Rohit, great assessment. I'll add one other thing: unlike YouTube or some of the other video sites, you can actually narrow down the types of commercials you're looking for – by brand, timeframe, country, etc. - and interact with them. It’s a much more user-friendly and robust system that puts the viewer in control - which is exactly what traditional advertising doesn't do.

This should be exiting.

This so reminds me of the movie Demolition Man where all the radio songs are old commercials.

But I still don't quite get this. So, is Firebrand going to have to run ads that say, hey, come here and watch these ads? Besides people in the industry, I thought most people are trying to avoid seeing ads (tweet from @Armano last night - that's what I got a DVR for).

So, hey, it is great for us ad people but how much will the public get into it and will enough of the public get into it to support it?

Sounds like a great idea with lots of promise.

I like the idea of aggregating all great commercials in one place and the international scope. Great content is great content even if its promoting/advertising a product or brand.

The only thing that raised a flag for me was your 4th point: The site has a built in revenue model ... what advertiser wouldn't pay to get their ads seen by people who are actively looking to watch them?.

a revenue model is great, we all need to make money, but the potential to muddy the waters exists as advertisers can simply pay to get their ads front and center on Firebrand, which doesn't necessarily mean its a great ad with great content which as I understand it is the point of the Firebrand site/platform.

Herb - I think people are avoiding irrelevant ads. If there was a place to grab the latest ads on something you are actually shopping for, I think lots of people would use it.

Harrison - Great point that I was also thinking about. Some of the advertisers with the deepest pockets also end up producing the crappiest ads. It will be interesting to see if Firebrand can keep the quality of their "content" high when faced with big advertisers wanting to pay to play.

"Cavemen" is the latest in the ever declining wasteland of television. It's so bad the Washington Post, hardly a braintrust, is poking fun at it with an absurd list of commercial to TV show spin-offs.

"but the potential to muddy the waters exists as advertisers can simply pay to get their ads front and center on Firebrand"

I don't know the answer to your question but I do know that book publishers actually PAY to place books in various places of a store -- paying more for the window, main tables, and featured areas. Wow! Who would have guessed?

I also hear they do that at the Supermarket, too! Companies pay premiums to make sure their products are featured on the best shelves! Wow!?

And, that the Academy Awards is not a meritocracy but is in fact directly associated with promotion, publicity, relationships, and for political and strategic reasons! Gasp!

OK, I guess I couldn't be even remotely more snarky, but you see what I mean? How "pure" does this all need to be?

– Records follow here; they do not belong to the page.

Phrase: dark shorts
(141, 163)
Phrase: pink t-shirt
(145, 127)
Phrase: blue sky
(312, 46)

I mean, they're commercials... they wear their agendas on their cuff-linked sleeve!


It looks real promising, I agree. I would be interested in a single place to watch ads as well.

There's been various attempts to do this in the UK where interactivity capabilities were 1st introduced about 10 years ago.

It might have been too early, and Firebrand looks a whole lot better funded, but those who tried a general multi-brand interactive advertising platform, as opposed to the success of individual interactive ads, such as zipTV, failed.

However, the whole youtube web-video meme hadn't taken off then, where advertisers now understand better: extended programming, super-distribution and the mass of potential in terms of technology, ideas, tracking and ROI.

"The future will be personal"

Yours kindly,

Shakir Razak

regarding brands with deep pockets: there is a beautiful social element at work here. a powerful but simple rating system. a brand can spend a fortune to get their spots seen a lot. but if this model is right, CMOs will soon figure out that their money is best spent on making better ads.